Mr Cameron said the answer to dissatisfaction over the EU as demonstrated by Ukip was not “pulling up the drawbridge” but fighting hard to get the best deal for Britain.
The Conservative MP made the remarks after Sir Mike Rake, president of the Confederation of British Industry (CBI), claimed the proposed ballot was causing “real concern” and uncertainty for companies.
First Minister Alex Salmond claimed the prime minister had been “torpedoed” by the business chief and the ballot represented the biggest threat to Scotland’s EU membership.
But the prime minister insisted that was not the case.
Mr Cameron said: “If Scotland votes for separation it immediately leaves the EU and has to join a queue to get back in and there is no certainty how long that process would take.
“My strategy to negotiate a better deal in Europe, and then have a referendum, is supported by the majority of Scots and quite a big majority of SNP voters.”
Mr Cameron said he understood people’s frustration about Britain’s place in the EU.
“The best answer is lets fight hard for Britain and get the best deal, whether it is about controlling our borders and become more competitive with the rest of the world,” he added.

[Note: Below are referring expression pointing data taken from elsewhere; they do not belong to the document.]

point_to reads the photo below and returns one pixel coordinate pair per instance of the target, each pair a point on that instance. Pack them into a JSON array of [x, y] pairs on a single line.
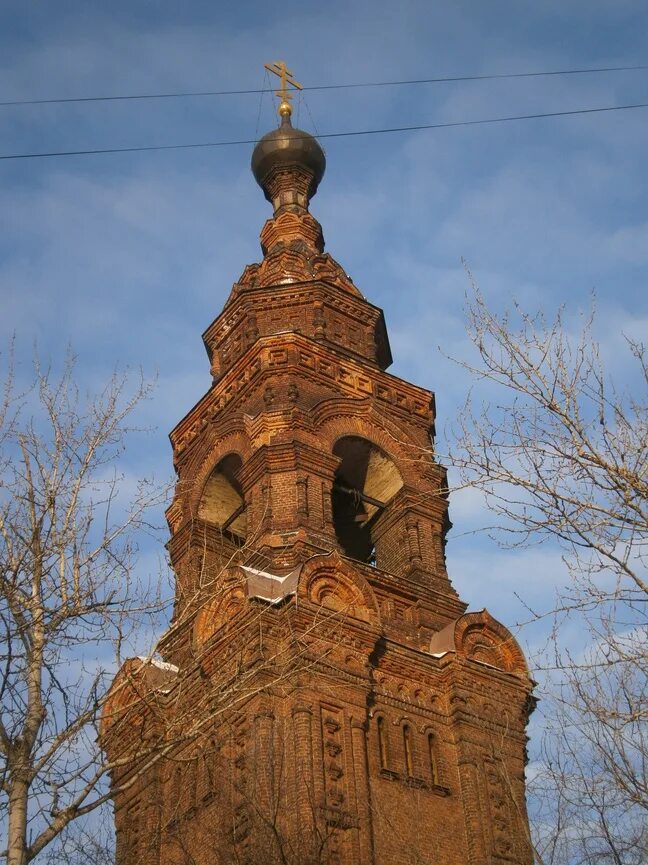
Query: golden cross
[[280, 69]]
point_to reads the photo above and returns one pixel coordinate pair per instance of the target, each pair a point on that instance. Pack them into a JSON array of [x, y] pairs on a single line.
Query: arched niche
[[365, 482], [221, 502]]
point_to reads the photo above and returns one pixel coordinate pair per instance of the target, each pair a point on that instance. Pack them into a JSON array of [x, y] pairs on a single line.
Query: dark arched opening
[[222, 501], [365, 481]]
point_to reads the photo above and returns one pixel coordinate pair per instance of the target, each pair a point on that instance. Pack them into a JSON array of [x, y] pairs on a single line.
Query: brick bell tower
[[324, 697]]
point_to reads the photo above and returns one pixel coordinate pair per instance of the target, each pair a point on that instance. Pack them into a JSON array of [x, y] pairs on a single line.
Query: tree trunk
[[17, 830]]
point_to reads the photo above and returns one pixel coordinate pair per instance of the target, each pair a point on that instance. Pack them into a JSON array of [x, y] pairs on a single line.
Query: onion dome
[[288, 165]]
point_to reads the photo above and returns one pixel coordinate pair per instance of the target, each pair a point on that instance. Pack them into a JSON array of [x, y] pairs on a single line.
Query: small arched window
[[383, 753], [434, 772], [221, 503], [365, 481], [407, 748]]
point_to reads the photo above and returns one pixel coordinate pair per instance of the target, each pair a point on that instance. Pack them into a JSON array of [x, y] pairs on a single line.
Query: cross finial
[[280, 69]]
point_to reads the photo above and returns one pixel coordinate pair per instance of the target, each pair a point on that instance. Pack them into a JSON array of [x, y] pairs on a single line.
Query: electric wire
[[314, 87], [349, 134]]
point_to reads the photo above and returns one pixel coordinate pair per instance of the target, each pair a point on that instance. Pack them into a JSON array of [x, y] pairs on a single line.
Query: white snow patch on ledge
[[161, 665]]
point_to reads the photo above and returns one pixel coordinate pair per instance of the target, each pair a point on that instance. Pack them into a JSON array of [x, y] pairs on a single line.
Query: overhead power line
[[343, 86], [417, 128]]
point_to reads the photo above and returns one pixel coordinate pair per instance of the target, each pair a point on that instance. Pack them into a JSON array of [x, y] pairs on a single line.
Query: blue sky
[[128, 257]]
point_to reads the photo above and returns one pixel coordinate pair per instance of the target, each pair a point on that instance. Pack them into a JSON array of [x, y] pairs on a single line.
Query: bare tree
[[561, 455], [69, 595]]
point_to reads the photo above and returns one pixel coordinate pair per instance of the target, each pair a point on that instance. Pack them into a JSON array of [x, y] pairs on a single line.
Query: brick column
[[303, 745], [264, 760], [363, 792]]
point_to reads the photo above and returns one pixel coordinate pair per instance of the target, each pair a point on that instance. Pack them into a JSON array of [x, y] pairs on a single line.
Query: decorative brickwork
[[323, 696]]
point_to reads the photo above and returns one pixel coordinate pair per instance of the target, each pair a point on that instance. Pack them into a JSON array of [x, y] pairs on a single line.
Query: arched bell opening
[[365, 482], [222, 502]]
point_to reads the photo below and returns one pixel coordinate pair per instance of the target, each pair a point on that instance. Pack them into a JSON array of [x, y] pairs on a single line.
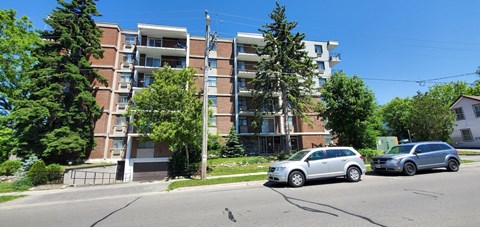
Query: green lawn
[[240, 165], [193, 183], [6, 187], [4, 199]]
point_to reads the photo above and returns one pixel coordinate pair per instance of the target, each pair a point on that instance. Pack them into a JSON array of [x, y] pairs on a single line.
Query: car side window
[[334, 153], [422, 149], [434, 147], [317, 155], [348, 152]]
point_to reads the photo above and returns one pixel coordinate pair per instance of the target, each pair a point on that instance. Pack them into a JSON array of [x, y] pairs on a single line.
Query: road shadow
[[327, 181]]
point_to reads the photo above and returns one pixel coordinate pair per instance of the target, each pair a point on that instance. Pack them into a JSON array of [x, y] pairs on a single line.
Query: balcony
[[331, 45], [246, 73], [334, 59], [165, 46]]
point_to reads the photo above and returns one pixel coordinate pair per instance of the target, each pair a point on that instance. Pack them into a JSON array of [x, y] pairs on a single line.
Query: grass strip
[[6, 198], [6, 187], [225, 180]]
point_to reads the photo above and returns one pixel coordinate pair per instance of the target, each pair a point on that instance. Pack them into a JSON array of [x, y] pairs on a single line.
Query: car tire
[[409, 169], [354, 174], [453, 165], [296, 179]]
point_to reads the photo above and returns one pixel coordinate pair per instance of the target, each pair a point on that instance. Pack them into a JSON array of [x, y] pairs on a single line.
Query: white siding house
[[467, 128]]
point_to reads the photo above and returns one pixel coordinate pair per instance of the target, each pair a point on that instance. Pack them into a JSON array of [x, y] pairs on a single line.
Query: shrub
[[54, 172], [38, 173], [368, 153], [22, 184], [9, 167]]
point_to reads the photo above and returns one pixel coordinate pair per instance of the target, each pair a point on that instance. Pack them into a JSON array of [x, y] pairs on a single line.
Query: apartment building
[[130, 58]]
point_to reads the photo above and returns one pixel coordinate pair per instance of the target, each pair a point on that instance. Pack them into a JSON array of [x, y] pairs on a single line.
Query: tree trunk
[[187, 157], [286, 126]]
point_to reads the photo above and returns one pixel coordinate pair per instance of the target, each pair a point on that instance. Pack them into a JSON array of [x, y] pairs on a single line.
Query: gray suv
[[410, 157], [315, 163]]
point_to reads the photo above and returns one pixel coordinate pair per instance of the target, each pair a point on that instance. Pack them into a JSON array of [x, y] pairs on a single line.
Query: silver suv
[[410, 157], [315, 163]]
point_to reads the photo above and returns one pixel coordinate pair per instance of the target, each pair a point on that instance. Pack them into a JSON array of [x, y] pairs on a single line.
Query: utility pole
[[205, 98]]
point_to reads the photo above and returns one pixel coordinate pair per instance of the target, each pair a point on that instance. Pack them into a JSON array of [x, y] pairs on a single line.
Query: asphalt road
[[434, 198]]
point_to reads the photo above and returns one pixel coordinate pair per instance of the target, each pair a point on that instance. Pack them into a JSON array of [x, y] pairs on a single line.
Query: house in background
[[467, 126]]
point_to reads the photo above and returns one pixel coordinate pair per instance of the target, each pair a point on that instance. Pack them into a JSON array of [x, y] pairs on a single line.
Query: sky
[[396, 47]]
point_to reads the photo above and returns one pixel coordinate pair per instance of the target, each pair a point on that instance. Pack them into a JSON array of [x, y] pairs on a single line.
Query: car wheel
[[409, 169], [353, 174], [453, 165], [296, 179]]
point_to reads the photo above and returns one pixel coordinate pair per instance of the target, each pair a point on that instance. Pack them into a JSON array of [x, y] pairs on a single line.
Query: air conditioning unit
[[120, 129], [124, 85], [121, 107]]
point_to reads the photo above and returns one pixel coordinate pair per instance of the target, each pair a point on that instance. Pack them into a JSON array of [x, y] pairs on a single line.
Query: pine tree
[[56, 120], [287, 70], [232, 148]]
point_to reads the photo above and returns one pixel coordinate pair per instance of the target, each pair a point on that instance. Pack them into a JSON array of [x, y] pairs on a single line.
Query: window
[[120, 120], [212, 100], [212, 81], [466, 135], [153, 62], [321, 81], [129, 39], [242, 121], [145, 145], [154, 42], [212, 121], [318, 50], [459, 114], [212, 63], [127, 58], [241, 48], [334, 153], [317, 155], [320, 65], [117, 143], [147, 80], [476, 110], [241, 65], [122, 99], [125, 77]]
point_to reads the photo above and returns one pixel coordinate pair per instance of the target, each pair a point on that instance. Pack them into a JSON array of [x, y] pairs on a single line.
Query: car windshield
[[298, 156], [400, 149]]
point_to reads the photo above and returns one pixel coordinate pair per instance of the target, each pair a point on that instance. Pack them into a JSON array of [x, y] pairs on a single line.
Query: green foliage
[[430, 118], [232, 148], [214, 147], [38, 173], [17, 40], [7, 141], [368, 153], [169, 111], [348, 108], [54, 172], [9, 167], [22, 184], [56, 117], [28, 163], [288, 70], [396, 115]]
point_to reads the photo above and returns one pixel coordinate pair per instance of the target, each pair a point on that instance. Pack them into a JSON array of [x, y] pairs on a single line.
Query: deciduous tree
[[349, 105], [168, 111]]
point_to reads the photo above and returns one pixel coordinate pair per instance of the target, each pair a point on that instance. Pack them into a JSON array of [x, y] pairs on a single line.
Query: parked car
[[316, 163], [410, 157]]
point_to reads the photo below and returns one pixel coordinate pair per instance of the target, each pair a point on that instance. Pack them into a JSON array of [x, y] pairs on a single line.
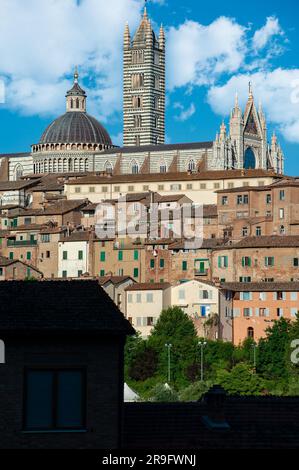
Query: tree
[[272, 350], [241, 381], [144, 366], [176, 328]]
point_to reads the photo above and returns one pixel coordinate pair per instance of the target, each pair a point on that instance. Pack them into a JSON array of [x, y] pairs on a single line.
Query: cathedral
[[77, 142]]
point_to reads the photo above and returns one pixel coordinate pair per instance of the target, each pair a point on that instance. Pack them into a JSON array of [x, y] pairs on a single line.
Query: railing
[[12, 243], [199, 272]]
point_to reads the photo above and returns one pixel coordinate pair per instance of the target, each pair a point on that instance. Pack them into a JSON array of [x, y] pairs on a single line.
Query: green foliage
[[144, 365], [272, 350], [241, 380], [195, 391], [146, 361], [164, 393]]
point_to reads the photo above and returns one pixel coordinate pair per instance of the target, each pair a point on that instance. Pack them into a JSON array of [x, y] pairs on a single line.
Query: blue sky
[[213, 50]]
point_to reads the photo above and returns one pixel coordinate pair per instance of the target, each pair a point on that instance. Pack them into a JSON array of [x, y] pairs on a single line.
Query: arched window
[[108, 168], [249, 160], [2, 352], [18, 172], [163, 167], [250, 332], [135, 168], [191, 166]]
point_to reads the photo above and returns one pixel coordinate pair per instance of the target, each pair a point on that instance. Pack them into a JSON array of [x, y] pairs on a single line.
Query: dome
[[76, 127]]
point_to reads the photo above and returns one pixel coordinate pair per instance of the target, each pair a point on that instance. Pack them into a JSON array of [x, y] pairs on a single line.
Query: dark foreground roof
[[59, 306], [254, 423]]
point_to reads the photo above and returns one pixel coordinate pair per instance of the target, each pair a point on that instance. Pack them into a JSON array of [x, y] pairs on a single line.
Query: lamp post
[[254, 346], [168, 346], [202, 344]]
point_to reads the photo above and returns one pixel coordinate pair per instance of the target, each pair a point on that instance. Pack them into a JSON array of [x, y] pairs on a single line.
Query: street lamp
[[168, 346], [202, 344], [254, 346]]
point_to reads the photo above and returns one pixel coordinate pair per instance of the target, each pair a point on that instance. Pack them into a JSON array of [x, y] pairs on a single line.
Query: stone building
[[248, 309], [56, 389], [77, 142], [144, 86]]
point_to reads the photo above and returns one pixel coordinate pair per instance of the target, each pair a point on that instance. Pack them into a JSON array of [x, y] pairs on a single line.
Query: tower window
[[163, 167], [157, 82], [137, 80], [137, 102], [135, 168], [191, 166], [156, 102], [137, 120], [137, 57]]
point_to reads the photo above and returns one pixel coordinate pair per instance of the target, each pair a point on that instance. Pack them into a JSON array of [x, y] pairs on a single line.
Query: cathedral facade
[[77, 142]]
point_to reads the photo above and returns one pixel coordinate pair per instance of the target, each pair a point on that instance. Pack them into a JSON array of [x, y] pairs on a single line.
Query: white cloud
[[198, 54], [118, 139], [49, 37], [278, 90], [266, 33], [185, 113]]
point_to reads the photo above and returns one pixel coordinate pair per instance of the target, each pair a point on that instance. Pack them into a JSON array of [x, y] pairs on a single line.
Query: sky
[[213, 50]]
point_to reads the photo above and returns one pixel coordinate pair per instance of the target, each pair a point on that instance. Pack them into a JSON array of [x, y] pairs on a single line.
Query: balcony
[[20, 243], [201, 272]]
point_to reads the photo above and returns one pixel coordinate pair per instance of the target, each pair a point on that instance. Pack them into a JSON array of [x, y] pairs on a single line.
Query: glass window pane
[[39, 399], [69, 406]]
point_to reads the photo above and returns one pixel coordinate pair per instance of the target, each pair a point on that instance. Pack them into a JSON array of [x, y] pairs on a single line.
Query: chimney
[[214, 404]]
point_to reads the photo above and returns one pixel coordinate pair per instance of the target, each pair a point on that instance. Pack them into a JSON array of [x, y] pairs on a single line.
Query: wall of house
[[104, 389], [72, 265]]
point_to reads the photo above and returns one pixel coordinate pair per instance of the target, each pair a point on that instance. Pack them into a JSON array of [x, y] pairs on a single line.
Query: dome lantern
[[76, 96]]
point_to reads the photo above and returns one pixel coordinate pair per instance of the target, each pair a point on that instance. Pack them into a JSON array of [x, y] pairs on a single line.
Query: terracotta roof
[[261, 286], [78, 237], [161, 148], [208, 243], [210, 210], [178, 176], [277, 241], [8, 262], [114, 279], [149, 286], [264, 422], [58, 208], [16, 185], [88, 309]]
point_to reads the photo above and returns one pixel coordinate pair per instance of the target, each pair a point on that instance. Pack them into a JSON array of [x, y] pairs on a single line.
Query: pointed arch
[[134, 167]]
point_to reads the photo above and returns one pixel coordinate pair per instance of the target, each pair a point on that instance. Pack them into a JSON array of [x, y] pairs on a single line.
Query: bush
[[195, 391], [164, 393]]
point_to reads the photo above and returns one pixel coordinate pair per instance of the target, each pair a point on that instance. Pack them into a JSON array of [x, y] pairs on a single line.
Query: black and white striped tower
[[144, 85]]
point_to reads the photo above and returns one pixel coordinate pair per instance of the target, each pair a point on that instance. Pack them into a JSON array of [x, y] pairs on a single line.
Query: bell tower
[[76, 97], [144, 85]]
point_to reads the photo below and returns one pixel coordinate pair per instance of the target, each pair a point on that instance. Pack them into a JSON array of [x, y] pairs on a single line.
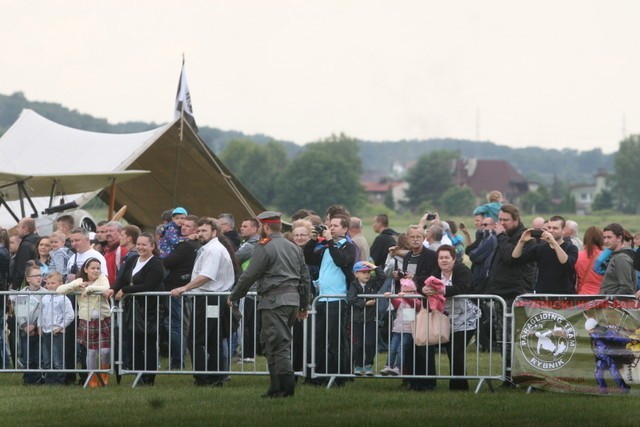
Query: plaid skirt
[[95, 334]]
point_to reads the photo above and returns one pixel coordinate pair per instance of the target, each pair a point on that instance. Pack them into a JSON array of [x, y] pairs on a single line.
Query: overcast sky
[[547, 73]]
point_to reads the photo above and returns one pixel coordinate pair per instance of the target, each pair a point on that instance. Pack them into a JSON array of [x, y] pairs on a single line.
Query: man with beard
[[508, 277], [554, 256]]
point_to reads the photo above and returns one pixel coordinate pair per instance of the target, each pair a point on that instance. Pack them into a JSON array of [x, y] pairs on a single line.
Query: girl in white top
[[94, 327]]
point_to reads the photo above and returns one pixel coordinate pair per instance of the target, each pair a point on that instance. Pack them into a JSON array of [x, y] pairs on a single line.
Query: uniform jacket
[[278, 266]]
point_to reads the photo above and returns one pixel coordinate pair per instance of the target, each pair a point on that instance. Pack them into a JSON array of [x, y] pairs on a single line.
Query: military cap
[[269, 217]]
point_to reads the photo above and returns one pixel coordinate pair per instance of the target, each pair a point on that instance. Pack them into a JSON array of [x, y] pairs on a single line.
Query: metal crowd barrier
[[41, 337], [344, 347], [193, 334]]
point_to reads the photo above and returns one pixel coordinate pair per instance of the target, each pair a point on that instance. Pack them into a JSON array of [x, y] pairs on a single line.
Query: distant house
[[377, 191], [584, 194], [483, 176]]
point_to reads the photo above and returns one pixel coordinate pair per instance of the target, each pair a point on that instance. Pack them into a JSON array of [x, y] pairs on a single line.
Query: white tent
[[183, 171]]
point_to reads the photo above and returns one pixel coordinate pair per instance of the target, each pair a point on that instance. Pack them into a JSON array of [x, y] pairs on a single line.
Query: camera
[[536, 233], [319, 229]]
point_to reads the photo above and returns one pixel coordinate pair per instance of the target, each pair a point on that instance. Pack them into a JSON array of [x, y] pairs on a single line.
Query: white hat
[[590, 323]]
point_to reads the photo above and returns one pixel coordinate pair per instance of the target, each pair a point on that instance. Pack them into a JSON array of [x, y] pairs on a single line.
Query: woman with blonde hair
[[588, 281]]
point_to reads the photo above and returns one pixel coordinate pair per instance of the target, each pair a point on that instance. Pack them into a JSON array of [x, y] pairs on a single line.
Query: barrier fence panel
[[195, 334], [56, 339], [577, 343], [345, 338]]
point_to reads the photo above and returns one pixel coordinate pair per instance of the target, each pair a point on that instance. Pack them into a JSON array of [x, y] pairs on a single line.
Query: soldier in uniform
[[278, 266]]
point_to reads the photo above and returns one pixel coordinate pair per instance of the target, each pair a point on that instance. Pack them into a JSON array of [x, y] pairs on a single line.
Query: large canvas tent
[[183, 171]]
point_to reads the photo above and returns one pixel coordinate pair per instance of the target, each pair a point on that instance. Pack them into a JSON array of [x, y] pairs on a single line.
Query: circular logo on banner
[[548, 341]]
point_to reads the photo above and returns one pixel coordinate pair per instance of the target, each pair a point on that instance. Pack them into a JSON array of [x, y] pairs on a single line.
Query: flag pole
[[175, 176]]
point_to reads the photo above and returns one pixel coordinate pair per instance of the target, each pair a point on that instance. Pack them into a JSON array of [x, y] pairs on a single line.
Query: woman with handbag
[[143, 273], [456, 278]]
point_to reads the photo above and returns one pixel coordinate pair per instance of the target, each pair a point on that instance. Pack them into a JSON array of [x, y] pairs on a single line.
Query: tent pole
[[112, 200]]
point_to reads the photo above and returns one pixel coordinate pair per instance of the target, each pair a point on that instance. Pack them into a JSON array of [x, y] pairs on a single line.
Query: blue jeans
[[5, 356], [30, 358], [52, 357], [177, 323], [400, 343]]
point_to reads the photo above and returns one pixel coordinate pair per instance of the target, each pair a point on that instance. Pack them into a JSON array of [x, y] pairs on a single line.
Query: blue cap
[[363, 266], [179, 211]]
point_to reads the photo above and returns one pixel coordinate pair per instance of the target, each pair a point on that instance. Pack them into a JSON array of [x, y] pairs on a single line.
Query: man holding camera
[[555, 257], [335, 256]]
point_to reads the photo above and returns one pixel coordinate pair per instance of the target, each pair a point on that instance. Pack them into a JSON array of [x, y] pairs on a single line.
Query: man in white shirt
[[81, 243], [212, 272]]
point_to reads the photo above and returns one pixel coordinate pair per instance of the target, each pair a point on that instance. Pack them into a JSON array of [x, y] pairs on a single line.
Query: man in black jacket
[[335, 256], [179, 264], [418, 264], [26, 251], [387, 238], [508, 276]]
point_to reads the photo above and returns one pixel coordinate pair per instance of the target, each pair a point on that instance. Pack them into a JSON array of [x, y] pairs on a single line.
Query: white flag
[[183, 100]]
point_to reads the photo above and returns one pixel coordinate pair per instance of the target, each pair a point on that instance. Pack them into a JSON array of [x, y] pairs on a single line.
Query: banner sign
[[577, 343]]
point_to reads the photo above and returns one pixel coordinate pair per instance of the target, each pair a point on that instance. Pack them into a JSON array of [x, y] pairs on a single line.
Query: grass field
[[175, 401]]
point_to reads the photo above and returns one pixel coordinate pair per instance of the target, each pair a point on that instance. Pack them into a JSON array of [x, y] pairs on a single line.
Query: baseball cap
[[363, 266], [179, 211]]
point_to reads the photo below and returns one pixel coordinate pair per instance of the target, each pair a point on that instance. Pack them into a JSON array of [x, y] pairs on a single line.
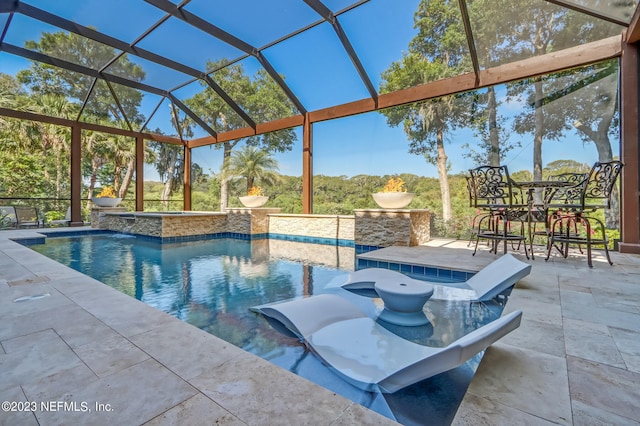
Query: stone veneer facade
[[386, 228], [165, 225], [319, 226], [379, 228], [250, 221]]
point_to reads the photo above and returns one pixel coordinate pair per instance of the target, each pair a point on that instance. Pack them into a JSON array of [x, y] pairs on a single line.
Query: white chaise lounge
[[369, 356], [486, 284]]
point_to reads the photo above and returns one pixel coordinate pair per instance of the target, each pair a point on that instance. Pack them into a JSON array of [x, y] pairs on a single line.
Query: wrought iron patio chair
[[554, 197], [493, 193], [573, 219], [8, 218]]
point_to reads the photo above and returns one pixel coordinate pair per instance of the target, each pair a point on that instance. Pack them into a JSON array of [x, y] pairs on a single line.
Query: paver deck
[[92, 355]]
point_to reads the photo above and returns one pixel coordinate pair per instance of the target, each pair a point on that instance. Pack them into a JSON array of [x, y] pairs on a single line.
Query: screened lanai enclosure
[[186, 105]]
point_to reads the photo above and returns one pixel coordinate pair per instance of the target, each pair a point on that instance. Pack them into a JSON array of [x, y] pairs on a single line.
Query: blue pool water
[[213, 284]]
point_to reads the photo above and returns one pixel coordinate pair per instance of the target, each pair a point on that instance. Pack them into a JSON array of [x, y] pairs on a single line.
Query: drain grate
[[34, 280], [32, 297]]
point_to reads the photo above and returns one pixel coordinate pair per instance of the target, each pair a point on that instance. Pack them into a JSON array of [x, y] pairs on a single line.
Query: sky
[[315, 67]]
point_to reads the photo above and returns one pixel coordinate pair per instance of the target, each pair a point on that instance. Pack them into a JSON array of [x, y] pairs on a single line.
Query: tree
[[259, 96], [253, 164], [101, 106], [438, 51]]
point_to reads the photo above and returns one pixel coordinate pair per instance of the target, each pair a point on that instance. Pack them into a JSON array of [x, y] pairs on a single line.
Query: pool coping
[[576, 344]]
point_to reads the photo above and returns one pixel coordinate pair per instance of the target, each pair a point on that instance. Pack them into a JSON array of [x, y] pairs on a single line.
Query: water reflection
[[213, 284]]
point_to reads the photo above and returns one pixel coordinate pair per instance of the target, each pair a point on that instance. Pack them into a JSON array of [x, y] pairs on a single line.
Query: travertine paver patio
[[574, 360]]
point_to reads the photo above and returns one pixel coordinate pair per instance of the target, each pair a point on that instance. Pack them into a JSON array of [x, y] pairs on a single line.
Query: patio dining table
[[536, 210]]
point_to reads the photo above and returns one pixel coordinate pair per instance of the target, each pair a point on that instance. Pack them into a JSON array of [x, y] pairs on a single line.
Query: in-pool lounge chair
[[486, 284], [366, 354]]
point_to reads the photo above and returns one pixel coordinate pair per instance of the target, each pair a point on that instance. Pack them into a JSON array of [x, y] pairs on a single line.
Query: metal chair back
[[491, 187], [599, 187]]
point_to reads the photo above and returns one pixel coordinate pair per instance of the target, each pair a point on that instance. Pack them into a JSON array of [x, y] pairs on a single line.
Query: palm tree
[[253, 164]]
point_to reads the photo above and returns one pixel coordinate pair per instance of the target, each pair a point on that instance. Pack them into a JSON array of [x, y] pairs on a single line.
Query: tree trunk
[[166, 190], [224, 181], [95, 165], [443, 178], [537, 138], [128, 177], [494, 153], [600, 138]]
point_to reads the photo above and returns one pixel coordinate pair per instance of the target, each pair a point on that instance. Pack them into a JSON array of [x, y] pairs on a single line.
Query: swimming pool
[[213, 284]]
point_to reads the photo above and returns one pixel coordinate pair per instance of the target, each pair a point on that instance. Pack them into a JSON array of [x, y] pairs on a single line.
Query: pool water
[[213, 284]]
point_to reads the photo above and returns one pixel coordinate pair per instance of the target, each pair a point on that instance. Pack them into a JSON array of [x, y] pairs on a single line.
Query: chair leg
[[587, 226]]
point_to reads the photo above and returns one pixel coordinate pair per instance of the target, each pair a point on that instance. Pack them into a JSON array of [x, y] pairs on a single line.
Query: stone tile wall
[[249, 221], [392, 227], [321, 226], [323, 254], [164, 225], [367, 227]]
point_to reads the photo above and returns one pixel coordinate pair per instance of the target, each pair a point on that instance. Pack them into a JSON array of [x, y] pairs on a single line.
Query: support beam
[[187, 180], [629, 152], [139, 173], [24, 115], [307, 166], [76, 176]]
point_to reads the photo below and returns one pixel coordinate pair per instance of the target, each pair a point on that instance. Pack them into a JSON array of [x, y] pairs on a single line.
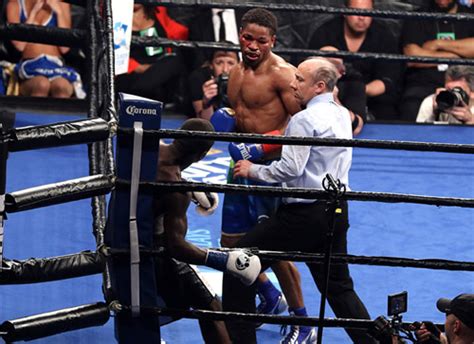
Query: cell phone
[[397, 303]]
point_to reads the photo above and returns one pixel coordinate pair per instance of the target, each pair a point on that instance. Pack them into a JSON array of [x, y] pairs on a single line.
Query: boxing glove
[[223, 120], [253, 151], [206, 202], [239, 263]]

But Mr Salmond said he did not think there was “any wish” in Scotland for the country to leave the EU.
“Scots don’t support him tinkering with our future in Europe as a badly played attempt to unify his own party,” he added.
“The reason for this in-out referendum was so he could buy off Europhobes in his party but unfortunately the more he does that the more they demand and some of them are leaving the camp entirely.
“I think we should get on with building a constructive relationship with the rest of our partners across the European continent,” he added.
The Scottish Government has proposed that Scotland will become an independent EU member within 18 months of a “yes” vote.